Swedish traders want Nasdaq to cut its trading hours so they can have a better work-life balance
  • Swedish traders want Nasdaq to cut its trading hours, Bloomberg reported.
  • Nasdaq's trading hours in Sweden last for eight and a half hours.

Swedish traders want Nasdaq to cut its trading hours to improve their work-life balance, according to a new report by Bloomberg.

Elisabeth Beskow, the Swedish head of Norway's DNB Bank ASA, told Bloomberg that it was currently "impossible to have a reasonable family life and a job in equities." Women with children were particularly affected, she said.

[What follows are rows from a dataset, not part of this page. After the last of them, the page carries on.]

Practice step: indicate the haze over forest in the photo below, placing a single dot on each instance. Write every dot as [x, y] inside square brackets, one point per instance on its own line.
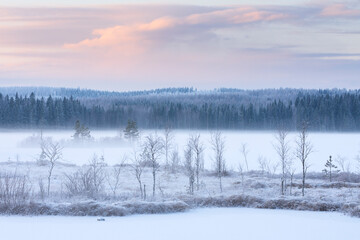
[182, 108]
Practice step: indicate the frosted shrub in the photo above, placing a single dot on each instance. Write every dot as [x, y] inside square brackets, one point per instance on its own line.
[14, 189]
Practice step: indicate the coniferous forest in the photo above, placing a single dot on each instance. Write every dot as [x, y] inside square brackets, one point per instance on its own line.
[183, 108]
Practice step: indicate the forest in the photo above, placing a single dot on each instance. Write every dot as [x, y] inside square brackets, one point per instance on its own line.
[182, 108]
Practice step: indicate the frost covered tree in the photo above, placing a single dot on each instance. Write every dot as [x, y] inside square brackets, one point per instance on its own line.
[81, 132]
[138, 165]
[113, 177]
[218, 145]
[174, 161]
[245, 152]
[189, 167]
[282, 148]
[168, 144]
[50, 153]
[330, 168]
[197, 148]
[153, 149]
[303, 149]
[131, 131]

Nasdaq Sweden's normal trading hours are from 9 a.m. to 5:30 p.m., or eight and a half hours, the same as the Frankfurt Stock Exchange. The London Stock Exchange similarly trades for eight and a half hours, though this runs from 8 a.m. to 4:30 p.m..

Some of the world's biggest stock exchanges, however, have considerably shorter trading times. Both New York Stock Exchange and Nasdaq New York trade for six and a half hours a day. JPX exchange, which operates the Tokyo Stock Exchange, only trades for five hours a day, while the Shanghai Stock Exchange trades for just four hours.

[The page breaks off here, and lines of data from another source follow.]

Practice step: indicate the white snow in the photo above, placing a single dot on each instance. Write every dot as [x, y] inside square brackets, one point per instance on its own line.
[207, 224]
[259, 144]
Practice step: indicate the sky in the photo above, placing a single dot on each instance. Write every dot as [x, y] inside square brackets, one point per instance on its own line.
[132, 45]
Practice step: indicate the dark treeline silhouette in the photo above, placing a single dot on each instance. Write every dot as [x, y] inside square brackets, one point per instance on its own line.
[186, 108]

Per Flostrand, head of equity sales at Norway-based investment bank ABG Sundal Collier, told Bloomberg that traders also have to do work before the opening bell and after the closing bell, too, which makes their days longer. Staff on the European bank's trading desk typically work from 7:25 a.m. to 5:40 p.m., he said.

In 2019, the Association for Financial Markets in Europe and the Investment Association asked European stock exchanges to cut trading hours by 90 minutes, arguing that this would create more efficient markets. They said that the first hour of trading generally attracts little liquidity while the final hour attracts around a third of total daily volume. The associations also said that the long hours impacted traders' wellbeing and made it harder for the industry to recruit people with family and caring commitments.

"I've never heard such a cohesive majority being positive about the idea of shorter hours than for the past year," Beskow told Bloomberg.

Fredrik Ekstrom, head of Nasdaq Stockholm, told Bloomberg that it "would be open to" cutting its trading hours in Sweden "if it's handled in a coordinated fashion across Europe," but that the idea had been terminated in 2020 following pushback from other exchanges. He said that the exchange worried that it could lead to less business.